Model Reference Adaptive Control Framework for Real Time Traffic Management Under Emergency Evacuation

Presentation by Henry Liu, Assistant Professor, Dept. of Civil Engineering

September 27, 2005

Evacuating metropolitan areas can be a traffic operations nightmare, as evidenced by the massive traffic jams during this summer's evacuations of hurricane-menaced New Orleans and Houston. Civil engineering professor Henry Liu outlined his approach to improving traffic management for evacuations at the Sept. 27, 2005 Advanced Transportation Technologies Seminar, sponsored by the ITS Institute.

Liu asserted that evacuation efforts often run into problems despite elaborate scenario-based planning efforts carried out in advance, because planning can't predict all possible scenarios. Instead of scenario planning, Liu's work focuses on real-time traffic management, or, as he put it, "how can we respond to this specific disaster, now."
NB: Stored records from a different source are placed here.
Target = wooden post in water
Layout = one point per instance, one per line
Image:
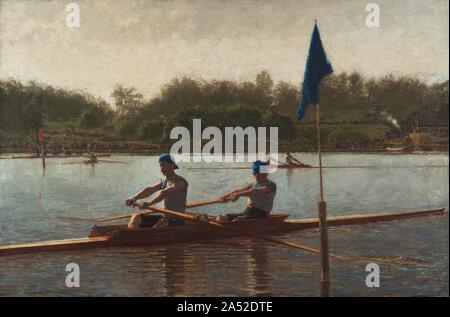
(322, 210)
(41, 140)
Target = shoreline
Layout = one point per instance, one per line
(24, 154)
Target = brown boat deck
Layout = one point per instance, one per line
(114, 236)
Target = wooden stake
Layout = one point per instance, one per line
(43, 154)
(322, 210)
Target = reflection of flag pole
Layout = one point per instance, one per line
(41, 140)
(317, 67)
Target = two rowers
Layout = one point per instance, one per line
(172, 190)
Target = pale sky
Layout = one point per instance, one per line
(146, 43)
But by their very nature as extreme events, emergency evacuations resist traditional network evaluation methods, because standard assumptions about network use patterns do not apply. Traffic during evacuations is dominated by movement to "safe zones" and fraught with unpredictable behavior by frustrated and panicked motorists. However, emergency situations do provide the authority for strict centralized control of the traffic system, using signals and traffic control officers on the ground to direct vehicles as needed.

These characteristics led Liu to develop an adaptive control approach to evacuation traffic management. Adaptive traffic control systems, which use current traffic data to change their control behavior in response to changing conditions, offer the ability to compensate for disruptions by rerouting traffic along optimal routes. A reference model of the road network and a traffic simulation engine calculate the overall system objective using current data.
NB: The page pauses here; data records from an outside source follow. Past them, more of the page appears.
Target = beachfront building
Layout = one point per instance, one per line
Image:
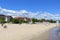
(24, 18)
(5, 17)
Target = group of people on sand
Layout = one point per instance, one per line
(4, 26)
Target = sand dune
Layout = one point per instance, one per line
(26, 31)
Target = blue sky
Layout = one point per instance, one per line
(50, 6)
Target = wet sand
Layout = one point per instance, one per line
(26, 31)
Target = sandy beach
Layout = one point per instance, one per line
(26, 31)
Liu explained how he simulated a stripped-down version of this system (without origin-destination estimation and resource allocation modules) on a simplified road network containing only a few nodes and links. For each node (intersection) in the network, the system calculates the optimal turning percentage to achieve a desired performance measure, such as lowest total travel time or minimum number of "victim vehicles" (vehicles unable to clear the network before a deadline). The system uses a "rolling horizon" approach to estimate traffic flow characteristics every two minutes and update its control strategy accordingly.
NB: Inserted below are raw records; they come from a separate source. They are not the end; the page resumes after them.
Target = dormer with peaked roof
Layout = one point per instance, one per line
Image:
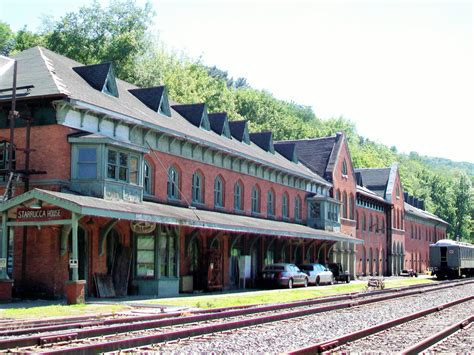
(240, 130)
(155, 98)
(287, 149)
(195, 114)
(100, 76)
(219, 123)
(264, 140)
A complete system of this type, Liu said, would comprise five major components: the reference model; a simulation engine capable of computing the routes of individual vehicles; the traffic signal controller; an origin-destination estimation module; and a resource allocation module (to optimize performance in the event that not all areas can be effectively controlled).

Liu, who joined the Department of Civil Engineering as an assistant professor in August of 2005, began working with adaptive traffic control systems before coming to Minnesota; he said he intends to continue his work here at the University of Minnesota.